What I am going to do and what you can do with the lack of the vent is to come down the void on the interior wall. Don’t be afraid, it is very easy to install. For me I just located the vent pipe which is going to be in-between studs. You can press on the wall and feel where the studs are, just measure the next void between the studs from the inside of the trailer. Now what I have done is measured the distance from the middle of the vent. Go up on the roof, the vent pipe gives you the middle of the wall front to back and the measurement the distance from the center of the pipe to where you want to drill.

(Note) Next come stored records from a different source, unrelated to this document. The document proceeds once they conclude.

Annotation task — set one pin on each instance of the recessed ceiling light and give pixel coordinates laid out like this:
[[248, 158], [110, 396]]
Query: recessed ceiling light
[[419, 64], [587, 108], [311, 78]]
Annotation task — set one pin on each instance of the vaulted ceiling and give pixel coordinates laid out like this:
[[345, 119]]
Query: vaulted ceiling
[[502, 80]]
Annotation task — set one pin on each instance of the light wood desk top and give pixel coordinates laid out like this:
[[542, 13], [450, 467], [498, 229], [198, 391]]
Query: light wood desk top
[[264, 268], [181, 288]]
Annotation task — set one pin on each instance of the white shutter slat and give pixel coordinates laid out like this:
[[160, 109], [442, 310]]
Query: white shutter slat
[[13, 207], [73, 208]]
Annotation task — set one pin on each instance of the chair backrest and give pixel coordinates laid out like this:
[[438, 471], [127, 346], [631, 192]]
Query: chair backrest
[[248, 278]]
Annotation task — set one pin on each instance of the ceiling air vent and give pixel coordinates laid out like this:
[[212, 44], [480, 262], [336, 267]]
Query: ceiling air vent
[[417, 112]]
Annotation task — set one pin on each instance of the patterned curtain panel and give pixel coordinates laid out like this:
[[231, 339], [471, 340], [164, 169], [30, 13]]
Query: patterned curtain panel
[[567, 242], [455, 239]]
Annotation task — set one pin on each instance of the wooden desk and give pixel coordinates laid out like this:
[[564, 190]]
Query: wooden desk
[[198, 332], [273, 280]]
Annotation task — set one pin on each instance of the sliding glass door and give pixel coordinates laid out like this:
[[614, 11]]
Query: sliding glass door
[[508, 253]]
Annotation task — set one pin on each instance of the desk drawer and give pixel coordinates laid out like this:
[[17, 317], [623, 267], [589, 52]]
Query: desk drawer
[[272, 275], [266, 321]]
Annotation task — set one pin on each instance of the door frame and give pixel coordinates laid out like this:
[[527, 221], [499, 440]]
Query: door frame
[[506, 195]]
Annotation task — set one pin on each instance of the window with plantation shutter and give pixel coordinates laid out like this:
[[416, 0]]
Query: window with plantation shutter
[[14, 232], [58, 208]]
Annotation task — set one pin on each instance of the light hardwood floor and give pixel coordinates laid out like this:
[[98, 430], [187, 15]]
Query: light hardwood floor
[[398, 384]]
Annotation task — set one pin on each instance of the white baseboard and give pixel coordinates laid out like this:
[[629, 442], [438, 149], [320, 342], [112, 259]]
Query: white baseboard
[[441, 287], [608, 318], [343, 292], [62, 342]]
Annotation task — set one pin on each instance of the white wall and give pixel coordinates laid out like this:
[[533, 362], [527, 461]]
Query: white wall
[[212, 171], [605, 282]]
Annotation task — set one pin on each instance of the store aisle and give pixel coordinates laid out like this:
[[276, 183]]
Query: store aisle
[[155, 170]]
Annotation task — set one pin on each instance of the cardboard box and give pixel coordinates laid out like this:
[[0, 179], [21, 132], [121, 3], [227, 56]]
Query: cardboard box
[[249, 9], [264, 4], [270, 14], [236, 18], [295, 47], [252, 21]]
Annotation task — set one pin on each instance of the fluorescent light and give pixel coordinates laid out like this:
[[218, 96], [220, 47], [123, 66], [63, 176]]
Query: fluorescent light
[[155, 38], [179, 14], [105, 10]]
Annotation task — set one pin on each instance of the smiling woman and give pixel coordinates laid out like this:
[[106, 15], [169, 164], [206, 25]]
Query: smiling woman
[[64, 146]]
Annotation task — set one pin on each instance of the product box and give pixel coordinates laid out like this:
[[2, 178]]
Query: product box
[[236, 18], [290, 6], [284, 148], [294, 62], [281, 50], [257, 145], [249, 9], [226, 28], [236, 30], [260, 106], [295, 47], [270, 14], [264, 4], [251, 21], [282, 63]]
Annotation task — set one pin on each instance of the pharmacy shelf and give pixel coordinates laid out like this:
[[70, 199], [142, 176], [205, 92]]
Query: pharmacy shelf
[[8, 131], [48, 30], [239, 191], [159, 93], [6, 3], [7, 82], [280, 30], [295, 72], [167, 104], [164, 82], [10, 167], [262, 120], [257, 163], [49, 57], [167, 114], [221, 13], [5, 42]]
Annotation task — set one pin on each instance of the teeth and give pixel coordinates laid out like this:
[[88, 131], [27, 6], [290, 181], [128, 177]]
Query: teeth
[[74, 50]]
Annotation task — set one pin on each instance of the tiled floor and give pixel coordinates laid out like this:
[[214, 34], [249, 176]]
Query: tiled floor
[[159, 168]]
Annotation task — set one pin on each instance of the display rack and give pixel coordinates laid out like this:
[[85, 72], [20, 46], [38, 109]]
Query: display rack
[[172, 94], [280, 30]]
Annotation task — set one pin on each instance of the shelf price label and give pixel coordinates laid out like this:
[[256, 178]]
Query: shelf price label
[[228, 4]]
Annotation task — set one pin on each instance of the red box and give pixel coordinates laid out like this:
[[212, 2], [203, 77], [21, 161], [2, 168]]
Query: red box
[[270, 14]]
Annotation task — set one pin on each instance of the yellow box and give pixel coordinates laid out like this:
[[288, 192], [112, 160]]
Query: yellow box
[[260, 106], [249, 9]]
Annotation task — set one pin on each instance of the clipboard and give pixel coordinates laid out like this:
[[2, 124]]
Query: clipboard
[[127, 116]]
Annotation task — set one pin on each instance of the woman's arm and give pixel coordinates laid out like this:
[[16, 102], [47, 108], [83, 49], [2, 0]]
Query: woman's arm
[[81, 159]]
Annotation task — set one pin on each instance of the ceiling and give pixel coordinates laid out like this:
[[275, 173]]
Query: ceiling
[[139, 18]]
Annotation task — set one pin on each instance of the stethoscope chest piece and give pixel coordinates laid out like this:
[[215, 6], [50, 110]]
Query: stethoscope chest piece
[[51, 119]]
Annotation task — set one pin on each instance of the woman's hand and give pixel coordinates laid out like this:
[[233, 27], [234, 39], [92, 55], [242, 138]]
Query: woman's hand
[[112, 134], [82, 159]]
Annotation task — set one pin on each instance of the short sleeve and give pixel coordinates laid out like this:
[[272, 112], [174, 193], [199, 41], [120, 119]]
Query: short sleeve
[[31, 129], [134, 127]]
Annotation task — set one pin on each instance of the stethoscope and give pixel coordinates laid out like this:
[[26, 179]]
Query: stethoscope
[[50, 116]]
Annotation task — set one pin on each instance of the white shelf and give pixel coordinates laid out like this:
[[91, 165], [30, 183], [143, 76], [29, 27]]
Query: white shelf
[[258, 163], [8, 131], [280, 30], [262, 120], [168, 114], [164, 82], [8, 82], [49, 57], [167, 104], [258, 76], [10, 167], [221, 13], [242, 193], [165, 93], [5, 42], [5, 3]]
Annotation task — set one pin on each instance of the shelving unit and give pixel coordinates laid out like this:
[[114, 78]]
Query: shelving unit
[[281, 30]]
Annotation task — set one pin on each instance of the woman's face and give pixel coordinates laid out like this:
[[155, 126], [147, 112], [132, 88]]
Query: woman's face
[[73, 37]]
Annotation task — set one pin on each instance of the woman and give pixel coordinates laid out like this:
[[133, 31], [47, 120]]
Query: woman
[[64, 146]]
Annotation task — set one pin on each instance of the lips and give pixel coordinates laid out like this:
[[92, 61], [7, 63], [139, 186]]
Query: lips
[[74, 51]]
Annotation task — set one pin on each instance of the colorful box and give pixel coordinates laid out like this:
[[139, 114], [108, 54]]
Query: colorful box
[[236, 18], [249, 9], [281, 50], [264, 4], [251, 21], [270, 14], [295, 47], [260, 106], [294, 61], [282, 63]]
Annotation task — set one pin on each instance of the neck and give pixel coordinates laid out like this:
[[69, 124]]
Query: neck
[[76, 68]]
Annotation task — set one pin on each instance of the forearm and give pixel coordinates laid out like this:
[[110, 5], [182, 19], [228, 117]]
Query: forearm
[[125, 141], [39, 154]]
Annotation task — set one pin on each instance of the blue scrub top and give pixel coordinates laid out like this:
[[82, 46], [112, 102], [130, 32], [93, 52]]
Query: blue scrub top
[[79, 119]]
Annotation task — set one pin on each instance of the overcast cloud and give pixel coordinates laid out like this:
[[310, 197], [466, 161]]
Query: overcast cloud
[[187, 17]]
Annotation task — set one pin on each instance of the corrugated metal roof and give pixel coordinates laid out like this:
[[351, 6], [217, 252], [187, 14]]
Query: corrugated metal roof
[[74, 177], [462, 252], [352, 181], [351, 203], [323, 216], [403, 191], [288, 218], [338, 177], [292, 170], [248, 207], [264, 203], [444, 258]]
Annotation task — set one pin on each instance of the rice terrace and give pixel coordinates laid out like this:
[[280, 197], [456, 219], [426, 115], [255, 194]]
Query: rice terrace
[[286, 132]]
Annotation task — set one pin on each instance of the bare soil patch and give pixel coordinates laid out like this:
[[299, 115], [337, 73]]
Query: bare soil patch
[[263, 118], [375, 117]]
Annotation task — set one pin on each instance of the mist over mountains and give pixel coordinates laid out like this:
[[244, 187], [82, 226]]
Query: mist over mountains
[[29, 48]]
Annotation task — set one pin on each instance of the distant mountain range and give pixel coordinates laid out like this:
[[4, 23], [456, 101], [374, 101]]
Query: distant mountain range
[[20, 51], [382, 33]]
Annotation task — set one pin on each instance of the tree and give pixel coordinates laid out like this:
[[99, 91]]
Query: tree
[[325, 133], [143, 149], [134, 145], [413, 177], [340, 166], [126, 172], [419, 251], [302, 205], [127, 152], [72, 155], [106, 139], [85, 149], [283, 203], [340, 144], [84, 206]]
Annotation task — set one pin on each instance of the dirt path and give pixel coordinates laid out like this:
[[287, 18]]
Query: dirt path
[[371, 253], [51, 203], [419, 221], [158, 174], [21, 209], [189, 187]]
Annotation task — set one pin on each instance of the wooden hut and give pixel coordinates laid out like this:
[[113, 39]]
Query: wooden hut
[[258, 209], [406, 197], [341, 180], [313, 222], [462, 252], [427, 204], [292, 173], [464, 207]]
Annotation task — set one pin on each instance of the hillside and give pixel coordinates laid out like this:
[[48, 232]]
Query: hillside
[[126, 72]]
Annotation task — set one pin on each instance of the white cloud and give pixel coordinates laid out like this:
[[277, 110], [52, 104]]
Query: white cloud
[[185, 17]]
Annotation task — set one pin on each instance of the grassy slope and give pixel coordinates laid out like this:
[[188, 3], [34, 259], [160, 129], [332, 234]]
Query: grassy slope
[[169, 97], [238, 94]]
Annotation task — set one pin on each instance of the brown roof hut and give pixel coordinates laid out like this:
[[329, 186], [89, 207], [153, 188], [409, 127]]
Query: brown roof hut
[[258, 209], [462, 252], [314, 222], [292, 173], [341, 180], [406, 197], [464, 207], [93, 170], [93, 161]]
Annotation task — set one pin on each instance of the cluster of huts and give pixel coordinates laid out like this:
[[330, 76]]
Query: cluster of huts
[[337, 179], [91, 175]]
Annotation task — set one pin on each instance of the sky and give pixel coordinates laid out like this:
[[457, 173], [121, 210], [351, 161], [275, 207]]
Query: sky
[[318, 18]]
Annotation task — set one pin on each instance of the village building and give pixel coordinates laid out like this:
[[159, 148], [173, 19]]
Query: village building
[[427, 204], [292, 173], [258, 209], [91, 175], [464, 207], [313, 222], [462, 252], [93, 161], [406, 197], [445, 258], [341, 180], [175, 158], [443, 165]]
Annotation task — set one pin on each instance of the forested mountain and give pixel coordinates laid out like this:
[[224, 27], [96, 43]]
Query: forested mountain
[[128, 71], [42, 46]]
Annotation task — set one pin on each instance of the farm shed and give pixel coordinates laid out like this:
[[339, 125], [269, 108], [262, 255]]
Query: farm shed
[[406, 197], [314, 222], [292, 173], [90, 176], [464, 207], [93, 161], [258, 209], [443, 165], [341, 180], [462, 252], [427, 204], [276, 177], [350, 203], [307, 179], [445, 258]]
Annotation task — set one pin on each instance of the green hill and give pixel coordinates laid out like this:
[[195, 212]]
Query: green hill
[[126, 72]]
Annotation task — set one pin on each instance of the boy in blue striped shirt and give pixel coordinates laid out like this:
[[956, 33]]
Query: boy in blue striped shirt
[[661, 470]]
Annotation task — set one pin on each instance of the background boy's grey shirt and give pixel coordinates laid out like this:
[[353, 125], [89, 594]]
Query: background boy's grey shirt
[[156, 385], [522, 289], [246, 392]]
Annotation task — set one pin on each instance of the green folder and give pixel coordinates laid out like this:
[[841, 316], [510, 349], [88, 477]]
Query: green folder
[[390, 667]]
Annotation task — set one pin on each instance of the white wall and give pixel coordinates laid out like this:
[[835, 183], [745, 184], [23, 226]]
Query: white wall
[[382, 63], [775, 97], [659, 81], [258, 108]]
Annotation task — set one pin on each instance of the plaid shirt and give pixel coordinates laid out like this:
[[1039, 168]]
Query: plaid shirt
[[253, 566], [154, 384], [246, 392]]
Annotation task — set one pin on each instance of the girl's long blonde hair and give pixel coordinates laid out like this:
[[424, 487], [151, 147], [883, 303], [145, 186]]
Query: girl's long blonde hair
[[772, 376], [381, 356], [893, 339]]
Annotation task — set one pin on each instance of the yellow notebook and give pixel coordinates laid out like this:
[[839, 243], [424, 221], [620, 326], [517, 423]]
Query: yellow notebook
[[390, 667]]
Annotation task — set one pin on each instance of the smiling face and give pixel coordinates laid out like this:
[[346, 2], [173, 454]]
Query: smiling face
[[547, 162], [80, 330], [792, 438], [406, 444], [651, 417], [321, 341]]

What I am going to do is use butyle tape making a loop around the underside of the above solar entry:
Then I will top over the vent with some self-leveling dicor:
For added measure I will cover over the dicor with eternabond tape. This is a added safety factor to make sure nothing can cause a issue with the waterproofing you have done with the butyl tape and dicor. It is also great to use in small pieces to hold down your wires to the roof.
This is the process I have used for other vents and roof penetrations on previous campers that I have owned.